Underlying the assault on democratic forms of rule, in the US and throughout the world, are two factors: global war and the extreme growth of social inequality.

The United States has the highest concentration of billionaires in the world, whose collective wealth grew to $5.2 trillion in 2023. The capitalist oligarchs turn today toward authoritarianism and fascism—as they did in Germany in the 1930s—to defend their wealth against the rising tide of social discontent and class struggle.

And the assault on protests against the genocide in Gaza demonstrates once again that the corollary to imperialist barbarism abroad is the destruction of democratic rights at home. 
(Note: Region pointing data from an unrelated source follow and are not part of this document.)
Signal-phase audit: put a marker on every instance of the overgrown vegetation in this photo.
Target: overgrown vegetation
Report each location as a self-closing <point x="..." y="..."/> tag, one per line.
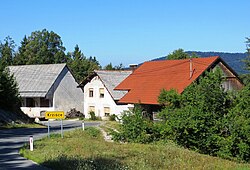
<point x="203" y="118"/>
<point x="86" y="150"/>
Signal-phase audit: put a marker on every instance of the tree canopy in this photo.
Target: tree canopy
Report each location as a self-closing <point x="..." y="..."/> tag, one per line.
<point x="180" y="54"/>
<point x="41" y="47"/>
<point x="247" y="60"/>
<point x="81" y="66"/>
<point x="7" y="52"/>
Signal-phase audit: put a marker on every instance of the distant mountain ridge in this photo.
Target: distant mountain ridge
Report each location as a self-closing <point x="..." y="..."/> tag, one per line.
<point x="234" y="60"/>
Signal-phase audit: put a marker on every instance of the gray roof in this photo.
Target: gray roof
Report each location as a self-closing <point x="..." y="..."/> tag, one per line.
<point x="36" y="80"/>
<point x="111" y="79"/>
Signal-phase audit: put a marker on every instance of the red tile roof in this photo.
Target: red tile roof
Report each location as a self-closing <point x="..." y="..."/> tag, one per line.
<point x="146" y="82"/>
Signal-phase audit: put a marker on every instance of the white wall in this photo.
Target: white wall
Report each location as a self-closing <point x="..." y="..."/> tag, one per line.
<point x="66" y="94"/>
<point x="98" y="102"/>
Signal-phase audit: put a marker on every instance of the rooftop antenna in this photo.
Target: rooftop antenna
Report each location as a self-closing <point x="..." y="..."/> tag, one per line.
<point x="190" y="67"/>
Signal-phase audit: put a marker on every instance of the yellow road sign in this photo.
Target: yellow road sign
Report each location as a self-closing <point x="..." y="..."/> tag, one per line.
<point x="54" y="115"/>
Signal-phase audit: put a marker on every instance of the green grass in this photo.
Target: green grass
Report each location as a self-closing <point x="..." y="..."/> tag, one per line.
<point x="87" y="150"/>
<point x="16" y="126"/>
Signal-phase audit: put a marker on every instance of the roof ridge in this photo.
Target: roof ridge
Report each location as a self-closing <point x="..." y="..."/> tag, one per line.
<point x="27" y="65"/>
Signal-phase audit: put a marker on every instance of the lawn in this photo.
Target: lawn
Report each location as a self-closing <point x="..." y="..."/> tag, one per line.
<point x="16" y="126"/>
<point x="88" y="150"/>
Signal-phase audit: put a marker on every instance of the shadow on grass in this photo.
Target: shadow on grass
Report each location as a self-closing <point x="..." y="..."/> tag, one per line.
<point x="75" y="162"/>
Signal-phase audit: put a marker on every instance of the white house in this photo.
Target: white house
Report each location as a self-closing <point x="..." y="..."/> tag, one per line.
<point x="47" y="87"/>
<point x="100" y="96"/>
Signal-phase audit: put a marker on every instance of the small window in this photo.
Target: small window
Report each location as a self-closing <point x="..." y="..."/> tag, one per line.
<point x="30" y="102"/>
<point x="44" y="102"/>
<point x="91" y="108"/>
<point x="91" y="92"/>
<point x="107" y="111"/>
<point x="101" y="90"/>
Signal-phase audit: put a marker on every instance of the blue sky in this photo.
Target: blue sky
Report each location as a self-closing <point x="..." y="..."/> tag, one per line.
<point x="131" y="31"/>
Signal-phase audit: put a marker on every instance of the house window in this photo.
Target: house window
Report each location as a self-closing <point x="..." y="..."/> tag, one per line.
<point x="101" y="91"/>
<point x="91" y="109"/>
<point x="44" y="102"/>
<point x="107" y="111"/>
<point x="30" y="102"/>
<point x="91" y="92"/>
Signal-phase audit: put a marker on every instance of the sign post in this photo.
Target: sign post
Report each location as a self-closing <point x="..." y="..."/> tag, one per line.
<point x="55" y="115"/>
<point x="31" y="143"/>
The defense and indeed vast expansion of democratic rights requires a frontal assault on the wealth and power of the capitalist oligarchs. The anti-democratic institutions and repressive organs of the capitalist state (the professional military, police and intelligence agencies) must be abolished and replaced by organizations of workers’ control and power, to establish a democratic and planned economy on a world scale.

The growing struggles of workers throughout the world is the objective basis for the development of a mass, international movement for socialism. The transformation of this objective movement into a conscious struggle for power requires the development in the working class of a mass international socialist movement.